Tuning and Calibrating The Ender 3 Pro

Once you get a few initial settings tuned, you'll know your printer is performing properly: and then you can have some fun printing things you really enjoy!

Here is the bare minimum to do and get right:

  1. Tune you Hot End and Bed Temperature (10-20 minutes - automatic!)
  2. Tune your filament extrusion rate, a.k.a Extruder e-Steps (2 minutes, need a ruler and a pen or piece of tape)
  3. Ensure your bed is level relative to your hot end - a.k.a. Tramming (5-20 minutes depending on how good you are, need a piece of paper)
  4. If you Installed a CR Touch, Set your Z Offset

That should be sufficient to get you started. 

If you plan on doing extremely sensitive prints (e.g., printing a part where it needs to be extremely precise) then for intermediate tuning and dialing it in there are additional steps which I'll link to.

I would suggest just do these 3 and then that is sufficient for taking your printer out for a spin especially if you're printing fun models to start.

Calibrate Your Hot End and Bed Heater:  PID Auto Tune 

There are two parts of your 3D printer that heat up: your heated bed and the heating element in your hot end, which heats the filament before it prints.  Your printer motherboard sends signals to these heating elements telling them to heat or not heat, and expects them to react based on tuning of 3 values called P, I and D.  If these values are not tuned, you'll get wild fluctuations in temperature.

Fortunately you don't have to do anything.
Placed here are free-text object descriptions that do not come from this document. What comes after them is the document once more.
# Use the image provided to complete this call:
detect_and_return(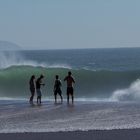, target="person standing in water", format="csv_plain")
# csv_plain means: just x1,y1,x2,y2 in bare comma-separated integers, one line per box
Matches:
64,71,75,104
36,74,45,105
54,75,63,103
29,75,36,104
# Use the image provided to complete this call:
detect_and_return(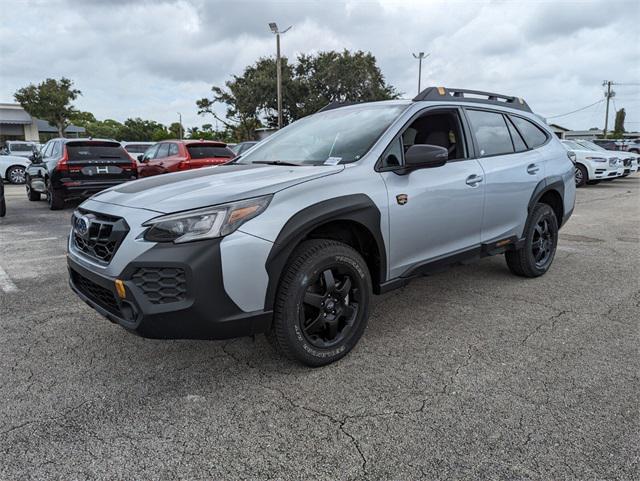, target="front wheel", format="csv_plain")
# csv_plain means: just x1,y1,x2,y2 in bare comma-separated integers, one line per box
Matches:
26,181,41,201
574,164,587,187
505,203,558,278
6,166,26,184
268,239,372,367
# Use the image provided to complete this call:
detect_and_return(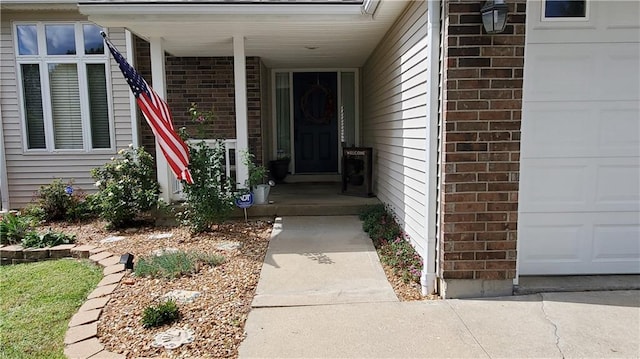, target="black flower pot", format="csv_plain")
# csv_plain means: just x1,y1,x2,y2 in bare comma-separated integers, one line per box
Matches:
269,159,290,183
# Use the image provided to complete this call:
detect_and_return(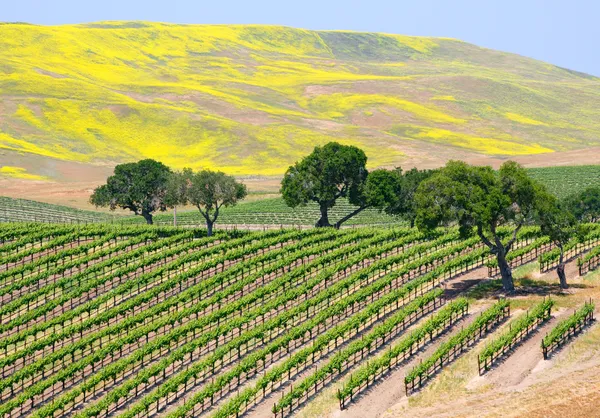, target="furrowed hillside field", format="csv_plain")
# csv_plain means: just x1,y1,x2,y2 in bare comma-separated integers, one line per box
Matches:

Just run the auto tune and it'll figure the values out for you. I walk through the steps here - Calibrate Your Ender 3 Pro  Hot End and Bed Heater:  PID Auto Tune (Marlin 2.0)

Tune your filament extrusion rate, a.k.a Extruder eSteps

There is a motor that turns and pulls filament off your spool, and pushes it through the bowden tube and to the hot end. Your printer motherboard controls it, and based on how fast it believes the motor pushes filament, tells the motor how much to turn the gear while you are printing.  Suppose the motherboard wants to push 1 mm of filament:  If these values are synced up correctly, you get 1 mm of filament. If they are not synced up (your motherboard has values that are not tuned), you might get .8 mm (under-extrusion) or 1.2 mm (over extrusion).  
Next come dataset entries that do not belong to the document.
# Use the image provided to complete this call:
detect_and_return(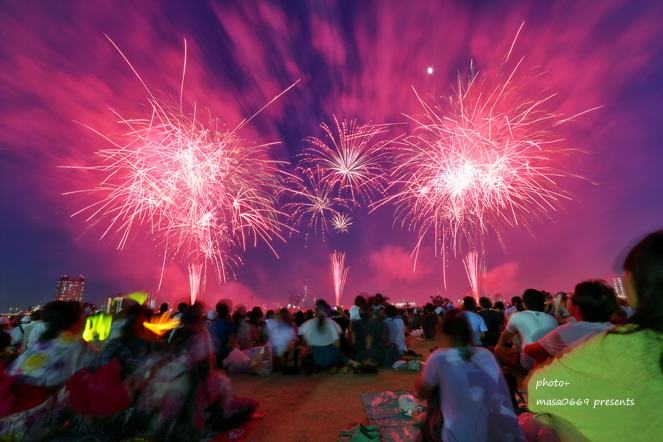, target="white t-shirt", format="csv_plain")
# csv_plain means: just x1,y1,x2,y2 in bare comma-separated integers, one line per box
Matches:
269,322,298,357
459,311,488,346
537,321,614,357
349,305,361,321
506,311,558,371
298,317,342,346
27,321,48,347
421,347,526,442
384,317,407,354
It's simple to tune this - follow the steps here Calibrate Your Ender 3 Pro Stepper Motor Extruder eSteps

Bed Tramming - a.k.a. "Level Your Bed"

Your printer will print a tiny amount of filament at a time. Each bit of filament it extrudes needs to stick to something - either the bed (your first level) or to the previous layer of filament you printed.

Getting your bed level so the nozzle is equally spaced from the bed at every point of the print area will ensure you have a good first layer.  Bed tramming is the first step - getting all 4 corners to be equally distanced from the bed.  You can see how here -> Bed Tramming for Ender 3 Pro Using Marlin 2.0

Setting Up CR Touch

If you installed a CR Touch, there is some additional set up you should do. See that here - setting up CR Touch on Ender 3 Pro.

All Set!

That's it! You're now ready to start printing, either off the included SD card, or after slicing and creating your own GCode.

If you want something to print, and aren't sure what to start with - well you can print something new *and* do more calibrations by printing the XYZ Cube and 3D Benchy, the two most common calibration prints. And the Benchy is a nice little boat that you can enjoy as your first print.